Monitoring the metrics of the database hosts is critical. By keeping Swap and Physical Memory usage within allowable limits, you’ll ensure that there is enough memory for queries to be executed and connections to be created. By monitoring Disk Utilization, you can map growth patterns and better plan for capacity upgrades. If you’re using ClusterControl, you would have seen metrics like CPU utilization, Disk, Network Interface , Swap memory usage, physical memory usage, free physical memory, processes and event logs. 

In this blog, we will discuss generic host statistics  CPU, disk, network and memory and the meaning of the data. This is a follow-up to an earlier blog post on Galera metrics monitoring, where we covered the different WSREP variables and how to determine whether cluster members are able to catch up with certifying and applying of write-sets.

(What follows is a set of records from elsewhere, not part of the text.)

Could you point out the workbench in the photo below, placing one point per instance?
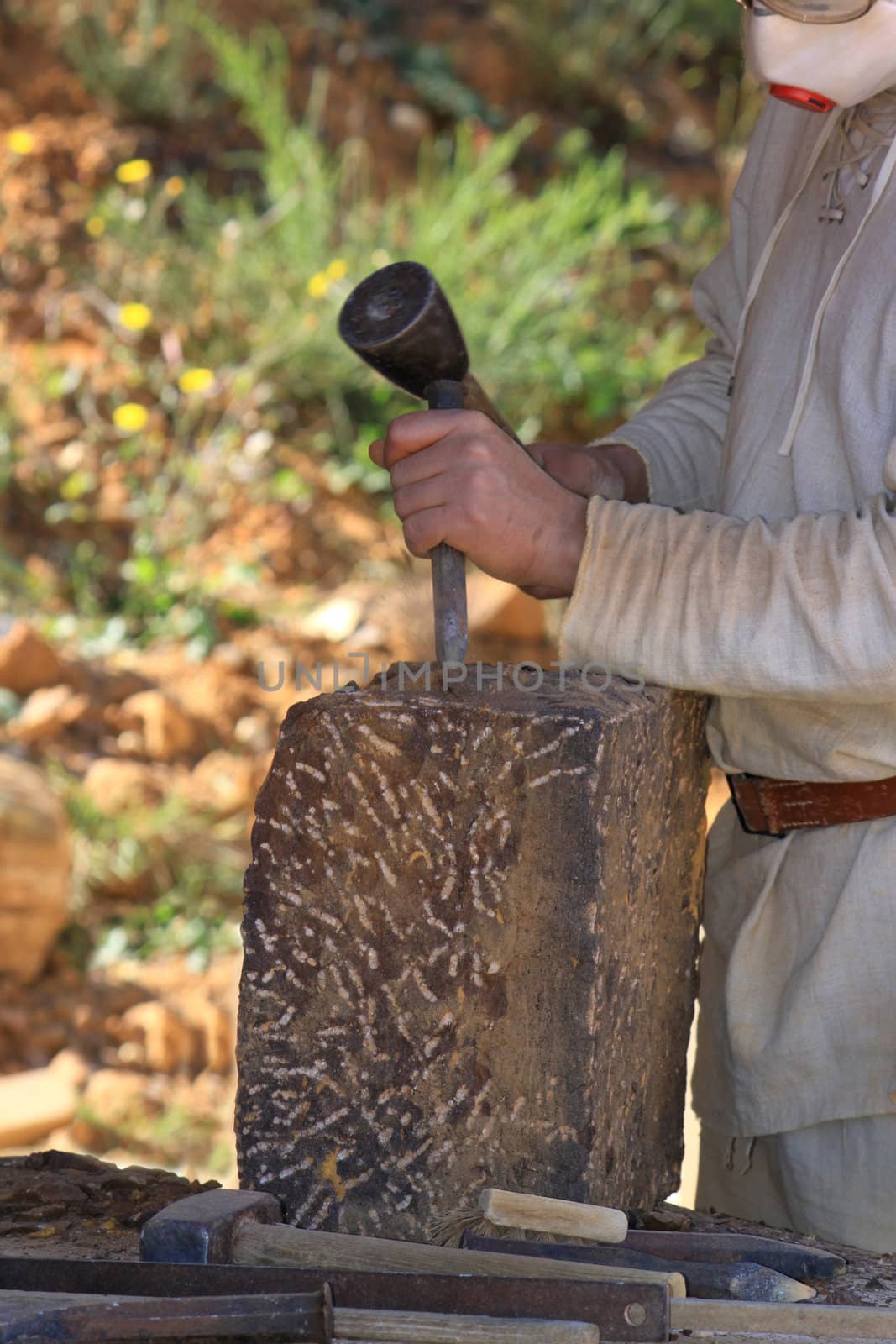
(54, 1205)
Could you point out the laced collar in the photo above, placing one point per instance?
(862, 134)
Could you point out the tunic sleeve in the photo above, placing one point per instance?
(799, 609)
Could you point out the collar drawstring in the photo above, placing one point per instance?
(846, 125)
(860, 139)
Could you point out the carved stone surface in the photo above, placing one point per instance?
(470, 937)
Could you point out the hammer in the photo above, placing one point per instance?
(401, 323)
(244, 1226)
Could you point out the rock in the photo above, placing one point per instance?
(35, 860)
(503, 609)
(470, 936)
(336, 618)
(163, 1041)
(27, 662)
(34, 1104)
(217, 1028)
(228, 784)
(47, 712)
(255, 732)
(167, 730)
(120, 786)
(71, 1068)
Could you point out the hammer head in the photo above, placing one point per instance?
(403, 326)
(201, 1230)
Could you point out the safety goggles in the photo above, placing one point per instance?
(813, 11)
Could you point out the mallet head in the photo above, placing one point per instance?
(201, 1229)
(403, 326)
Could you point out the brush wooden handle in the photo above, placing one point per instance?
(423, 1328)
(284, 1245)
(535, 1214)
(799, 1320)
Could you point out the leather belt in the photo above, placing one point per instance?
(777, 806)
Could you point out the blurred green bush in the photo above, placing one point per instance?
(550, 286)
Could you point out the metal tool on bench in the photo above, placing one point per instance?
(34, 1315)
(618, 1310)
(728, 1274)
(210, 1231)
(401, 323)
(732, 1280)
(27, 1283)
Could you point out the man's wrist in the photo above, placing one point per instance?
(571, 548)
(631, 467)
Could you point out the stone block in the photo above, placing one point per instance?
(470, 934)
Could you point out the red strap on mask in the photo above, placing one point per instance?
(802, 98)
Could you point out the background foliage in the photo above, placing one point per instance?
(560, 165)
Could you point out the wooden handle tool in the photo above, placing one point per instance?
(421, 1328)
(560, 1216)
(802, 1320)
(449, 564)
(255, 1243)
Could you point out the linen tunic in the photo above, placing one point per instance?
(763, 571)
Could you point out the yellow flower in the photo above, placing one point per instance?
(136, 318)
(196, 381)
(136, 170)
(318, 286)
(130, 418)
(20, 141)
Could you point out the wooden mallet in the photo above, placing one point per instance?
(401, 323)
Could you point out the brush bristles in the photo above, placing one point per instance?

So let’s have a look at these metrics. Below is a screenshot of the "Hosts" section of the ClusterControl Overview tab.

What we can see here is some basic information on node health. Ping (shown here in microseconds) can be useful in catching up some network issues or cases when a node is so overloaded that it cannot keep up with network requests. It can also give you some estimation on maximum possible Galera performance - write-set certification requires the write-set to be transferred to all nodes to check if it can be committed to the cluster. This basically sets a very strict limitation, known also as a Callaghan’s Law: "a given row can’t be modified more than once per RTT". As long as modifications are split across many rows, network latency is not that problematic - it adds to the given DML’s latency, but, in the meantime, the application can execute queries which access and modify other parts of the database - those queries can execute in parallel, and they won’t be affected by a RTT length. The problem begins to show up when some of the rows are more frequently modified and hotspots are being created - in such case your application might be severely impacted when it comes to write performance.

Next column  "CPU Util / Steal (%)". This is important in virtual environments. We can get here information about a node’s CPU utilization and the CPU "stealed" by hypervisor. Virtualization offers the ability to over-subscribe the CPU between multiple instances because not all instances need CPU at the same time. This number will be high if you’re having too many VMs on the host, this may lead to inconsistent performance for the user. Short note  utilization is shown as 0-1 range, so 0.91 from the screenshot above means that node use 91% of its CPU - fairly high utilization which should be investigated further (you can check ps output, top output, MySQL’s SHOW PROCESSLIST).

"Loadavg 1 / 5 / 15" column gives us information about load average from the last 1, 5 and 15 minutes on each node of the cluster. Load average shows how many processes were running at a given time - for example, let’s say we have 8 cores in the server and load average from last 5 minutes is 6. This means that, on average, during last 5 minutes, six threads were asking for a CPU. CPU utilization was 6/8 - 75%. Let’s assume we have 4 cores in the server and load average for last 15 minutes was also 6. Again, six threads were asking for CPU but in this case it means that CPU utilization was 100% and threads had to compete for CPU cycles - 6 threads / 4 cores. Server was overloaded at that time.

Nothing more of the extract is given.